The one & only take away is to "stay committed to test, learn, adapt”, on the go. If you are not willing to risk learning something dramatically new every 3 months, you are not meant for digital marketing.
Q. What tips would you offer to digital advertisers?
Focus on understanding the consumers & not the channels, if you understand segments & behaviors well enough, all else becomes easy!
Q. What role does mobile play in your marketing strategy?
Mobile is a device & not a channel. Mobile allows access to the consumers to connect to channels like search, social, video & content. We don’t create mobile strategies, we use mobile as a connector across all channels that the consumers use. There question not to ask is “what is our mobile strategy”? The questions to ask is what will be the role of mobile in my search marketing strategy, my content strategy, my social media strategy, my TV strategy, my out of home strategy, so on & so forth.
Q. Are there any industry trends and technologies that you find exciting right now that might help your clients?
Viewability, audience & ad verification are hogging the spotlight on digital. More focus on these elements will bring better transparency & disclosure to the digital channels which have long been plagued with questions around bots, fraud & bogus methods to achieve delivery. This trend is definitely something that will shape the digital media in the near future & cleanse some of the dodgy tactics certain segment of publishers & companies use.
Q. Despite its growing popularity, social media continues to be tricky for media planners and brands. Having a large number of followers on Twitter or likes on Facebook, for instance, is no longer considered a useful benchmark. What are your views on social media engagement and what key parameters or criteria do you look at when planning to tap social media?
Social is an exciting space & a largely misunderstood one. Brand’s need to define what role they want their social presence to play in solving their marketing challenges. Creating Facebook pages or defunct YouTube channels doesn’t mean you have a social media presence covered & having 1 million likes doesn’t mean your followers are your advocates. Consumers follow passions & not brands. Social can play crucial roles in customer service, education & getting brand messages across at scale. Not every company can do all three so definition of purpose is the starting point.
Our approach is to look at the overall marketing objective & define the role of social to solve a part of the problem in marketing approach. Each social channel has strengths & unique facets which we try to exploit. Instagram & Pinterest are visual tools which are great for visual brands, YouTube is great for story telling & for education, and Twitter is good for velocity & trend spotting.
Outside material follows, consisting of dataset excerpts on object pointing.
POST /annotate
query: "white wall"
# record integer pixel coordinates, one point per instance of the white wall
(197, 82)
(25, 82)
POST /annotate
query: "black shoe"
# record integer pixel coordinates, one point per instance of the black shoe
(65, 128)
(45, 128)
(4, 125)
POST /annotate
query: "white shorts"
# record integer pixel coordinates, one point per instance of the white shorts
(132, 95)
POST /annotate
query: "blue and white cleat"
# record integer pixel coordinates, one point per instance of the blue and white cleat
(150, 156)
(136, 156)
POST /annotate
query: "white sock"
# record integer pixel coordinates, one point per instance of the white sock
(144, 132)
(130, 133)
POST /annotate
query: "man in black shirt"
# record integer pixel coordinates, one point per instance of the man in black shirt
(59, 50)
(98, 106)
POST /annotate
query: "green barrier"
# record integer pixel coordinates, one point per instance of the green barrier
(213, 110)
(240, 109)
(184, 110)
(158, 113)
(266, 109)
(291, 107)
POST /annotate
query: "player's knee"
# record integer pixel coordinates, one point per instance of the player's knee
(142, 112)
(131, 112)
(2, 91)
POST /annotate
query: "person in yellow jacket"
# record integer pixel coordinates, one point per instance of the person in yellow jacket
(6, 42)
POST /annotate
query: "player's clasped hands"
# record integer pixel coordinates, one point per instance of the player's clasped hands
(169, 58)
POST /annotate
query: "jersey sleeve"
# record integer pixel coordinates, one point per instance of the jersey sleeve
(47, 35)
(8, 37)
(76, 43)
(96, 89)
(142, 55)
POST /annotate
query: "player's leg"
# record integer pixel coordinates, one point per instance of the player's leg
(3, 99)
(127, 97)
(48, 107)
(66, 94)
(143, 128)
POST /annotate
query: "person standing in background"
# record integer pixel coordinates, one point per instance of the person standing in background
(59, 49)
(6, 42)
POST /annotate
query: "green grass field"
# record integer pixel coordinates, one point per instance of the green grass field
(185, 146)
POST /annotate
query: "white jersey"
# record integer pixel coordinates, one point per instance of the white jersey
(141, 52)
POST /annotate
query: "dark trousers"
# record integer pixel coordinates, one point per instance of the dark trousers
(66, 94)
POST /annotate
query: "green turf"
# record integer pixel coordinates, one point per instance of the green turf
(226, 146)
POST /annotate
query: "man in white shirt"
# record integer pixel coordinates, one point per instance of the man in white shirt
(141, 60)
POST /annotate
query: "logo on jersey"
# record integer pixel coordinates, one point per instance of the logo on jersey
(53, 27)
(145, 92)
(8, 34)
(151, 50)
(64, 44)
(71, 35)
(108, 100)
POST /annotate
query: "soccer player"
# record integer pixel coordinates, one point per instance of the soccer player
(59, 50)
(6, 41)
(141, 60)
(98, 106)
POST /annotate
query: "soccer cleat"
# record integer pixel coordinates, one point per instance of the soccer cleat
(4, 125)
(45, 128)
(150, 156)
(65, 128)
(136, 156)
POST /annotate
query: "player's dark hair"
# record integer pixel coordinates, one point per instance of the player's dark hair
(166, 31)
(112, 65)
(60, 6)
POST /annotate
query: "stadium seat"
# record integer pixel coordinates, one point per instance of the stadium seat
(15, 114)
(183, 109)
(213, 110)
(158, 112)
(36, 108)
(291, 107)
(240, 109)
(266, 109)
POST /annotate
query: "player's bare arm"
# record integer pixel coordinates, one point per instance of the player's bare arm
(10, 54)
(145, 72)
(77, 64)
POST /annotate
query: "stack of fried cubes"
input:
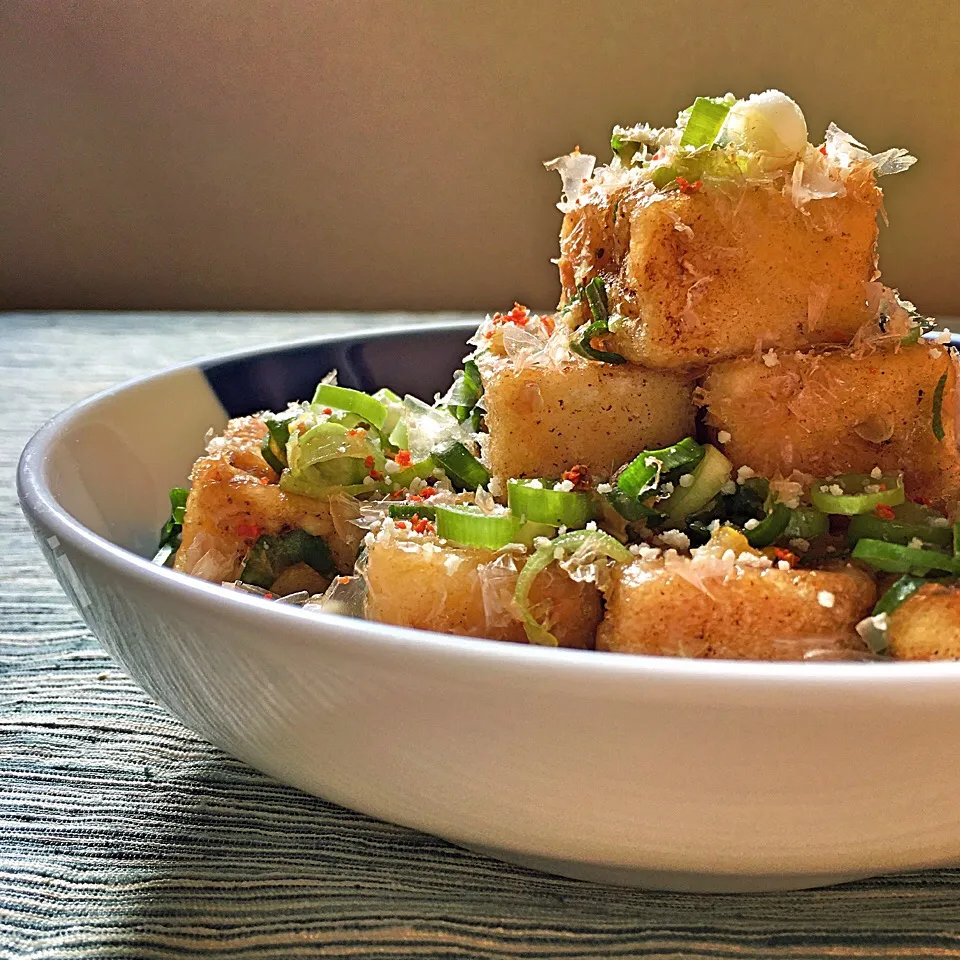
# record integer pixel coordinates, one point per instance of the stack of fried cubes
(732, 300)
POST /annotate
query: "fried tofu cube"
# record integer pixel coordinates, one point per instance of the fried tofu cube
(826, 413)
(926, 626)
(234, 498)
(542, 419)
(701, 276)
(468, 591)
(734, 610)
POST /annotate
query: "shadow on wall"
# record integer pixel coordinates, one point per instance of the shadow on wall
(388, 155)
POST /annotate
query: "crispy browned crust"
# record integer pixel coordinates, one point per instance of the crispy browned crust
(705, 276)
(814, 413)
(752, 615)
(927, 625)
(235, 497)
(544, 419)
(447, 590)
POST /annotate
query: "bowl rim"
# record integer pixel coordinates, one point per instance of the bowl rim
(39, 503)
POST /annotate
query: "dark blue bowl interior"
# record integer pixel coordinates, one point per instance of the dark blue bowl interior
(414, 361)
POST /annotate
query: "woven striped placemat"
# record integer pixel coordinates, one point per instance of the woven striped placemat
(122, 834)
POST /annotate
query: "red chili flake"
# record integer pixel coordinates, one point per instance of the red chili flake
(518, 315)
(578, 475)
(421, 525)
(781, 554)
(687, 187)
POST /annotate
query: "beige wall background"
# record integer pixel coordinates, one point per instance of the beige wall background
(379, 154)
We chose our social approach based on the objective!
Q. What issues or challenges are your clients facing right now?
Attribution & defining credit to different channels to actual sales is the challenge. ROI definition has become far more complex with different channels, different devices & multiple touch points contributing to the outcome brands are chasing. Also, the walled gardens of the big two digital media giants deny access to true interconnected data pipes & consumer data streams which is adding to the headache of measurement.
Q. Could you mention some recent campaigns that you found noteworthy? And what do you think makes them stand out?
I personally am fond of social message driven campaigns. I also see some friction between creativity, data & technology which brings out some interesting work. I like the entire Dove Real beauty initiatives which have campaigns emerging every year with a new approach.
Q. Going forward, how do you think will the relationships with publishers, brands or other players in the digital ecosystem hold sway for media agencies?
As I said earlier media agencies will be the concertmasters using instruments provided by ad tech companies, publishers & brands. As long as we play the music with rhythm & beats, we will be in a good place.